Working with one of the professors in the psychology department who expects her students to find literature reviews on various topics in psychology, I put together a how-to guide as part of my larger psychology research guide. The secret to finding these types of articles is to use the Methodology limiter in PsycINFO. There are two limiters that will help students find these types of articles:

  • Literature Review
    • PsycINFO definition: “Survey of previously published literature on a particular topic to define and clarify a particular problem; summarize previous investigations; identify relations, contradictions, gaps, and inconsistencies in the literature; and suggest the next step in solving the problem.”
  • Systematic Review
    • PsycINFO definition: “A form of literature review that comprehensively identifies, appraises, and synthesizes all relevant research on a specifically formulated question.”

A related Methodology limiter is “Meta Analysis,” which PsycINFO defines as “Statistical analysis of previously published empirical data.”

New Database: Counseling and Therapy in Video

This database from Alexander Street Press features more than 600 videos for the study of social work, psychotherapy, psychology, and psychiatric counseling. You can narrow searches by type of video:

  • Consultations
  • Counseling session
  • Demonstration
  • Documentary
  • Dramatized scene
  • Interview
  • Lecture/presentation
  • Personal narrative

As videos play, a highlighted transcript scrolls along the right side of the screen.

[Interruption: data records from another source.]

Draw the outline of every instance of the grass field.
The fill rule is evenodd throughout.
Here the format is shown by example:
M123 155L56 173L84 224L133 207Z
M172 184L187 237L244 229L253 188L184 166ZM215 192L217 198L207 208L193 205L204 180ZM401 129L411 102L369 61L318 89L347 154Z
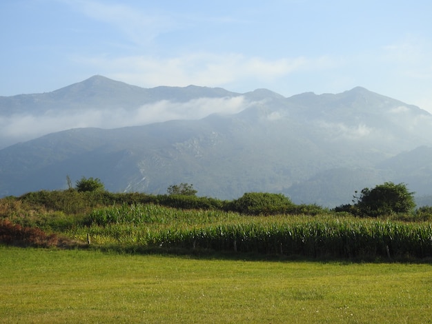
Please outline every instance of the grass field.
M430 264L0 246L1 323L432 323L431 288Z

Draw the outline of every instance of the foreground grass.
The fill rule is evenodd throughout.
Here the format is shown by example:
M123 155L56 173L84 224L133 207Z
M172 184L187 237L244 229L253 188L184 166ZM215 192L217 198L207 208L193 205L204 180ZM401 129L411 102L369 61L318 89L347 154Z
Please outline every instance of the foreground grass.
M0 247L1 323L432 323L432 266Z

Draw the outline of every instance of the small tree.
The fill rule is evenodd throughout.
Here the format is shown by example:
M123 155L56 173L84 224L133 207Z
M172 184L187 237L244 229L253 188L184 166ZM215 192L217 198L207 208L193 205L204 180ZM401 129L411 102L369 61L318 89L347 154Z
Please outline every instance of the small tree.
M166 190L169 195L195 196L197 192L193 189L193 185L181 183L179 185L170 185Z
M77 181L77 191L84 192L88 191L104 191L105 186L99 178L88 178L83 176Z
M375 217L409 212L415 207L413 195L414 192L409 192L404 183L386 182L373 189L363 189L356 205L361 214Z

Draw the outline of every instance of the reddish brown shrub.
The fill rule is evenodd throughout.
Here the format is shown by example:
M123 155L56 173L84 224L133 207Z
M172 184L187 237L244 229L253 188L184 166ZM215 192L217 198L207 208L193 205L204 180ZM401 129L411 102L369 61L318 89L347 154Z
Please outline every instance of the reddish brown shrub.
M39 228L23 227L10 221L0 221L0 242L19 246L49 247L57 245L59 238L55 234L47 235Z

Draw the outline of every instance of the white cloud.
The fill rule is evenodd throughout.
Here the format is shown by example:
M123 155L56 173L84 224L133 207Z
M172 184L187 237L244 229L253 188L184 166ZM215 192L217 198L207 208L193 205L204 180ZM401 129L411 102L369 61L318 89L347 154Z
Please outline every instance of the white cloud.
M373 130L364 124L359 124L356 126L348 126L343 123L319 123L321 127L333 133L334 139L360 139L371 135Z
M71 128L115 128L173 119L199 119L213 113L234 114L249 107L242 96L200 98L186 103L161 101L134 110L115 109L47 112L43 115L0 117L0 148L19 141Z
M112 79L145 88L195 84L229 88L233 83L242 83L266 88L266 85L277 83L296 72L327 69L337 64L331 58L324 57L312 59L299 57L269 60L233 53L193 53L168 58L74 57L72 59L90 65L99 71L99 74Z

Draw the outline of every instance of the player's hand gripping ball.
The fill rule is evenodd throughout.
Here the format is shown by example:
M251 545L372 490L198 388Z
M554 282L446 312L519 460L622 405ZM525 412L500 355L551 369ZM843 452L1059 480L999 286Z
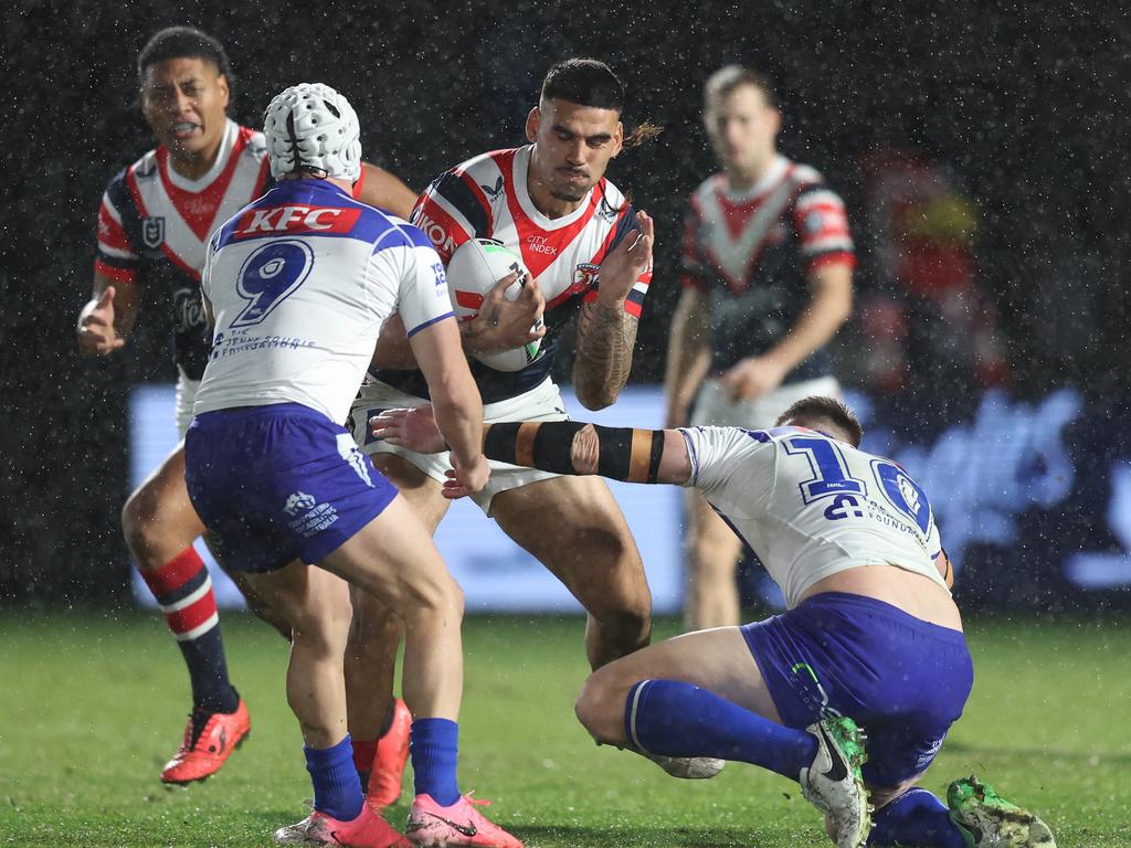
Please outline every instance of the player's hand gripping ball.
M515 272L519 275L503 293L508 301L518 300L523 287L530 279L530 271L521 257L515 256L494 239L472 239L460 244L451 254L447 272L451 306L460 321L470 320L478 314L483 298L503 277ZM538 314L530 332L537 332L541 328L542 315ZM475 354L475 358L497 371L521 371L538 358L541 348L542 339L537 338L509 351Z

Records for the videos will be loaded into the catalog shortly.

Trial to PsycTESTS and PsycTHERAPY

We have an on campus trial to the two databases above until November 6, 2011. They all show up on the same platform as we have our APA books, which may be confusing. Also, each of these can be searched together or individually but the default for the trial is that everything is selected, including the APA books.

PsycTESTS is a repository for the full text of psychological tests and measures as well as a rich source of structured information about the tests.

PsycTHERAPY is a database of streaming psychotherapy demonstration videos; users may create playlists, clips, search transcripts of videos, and more.

Please share with interested faculty and I welcome all feedback.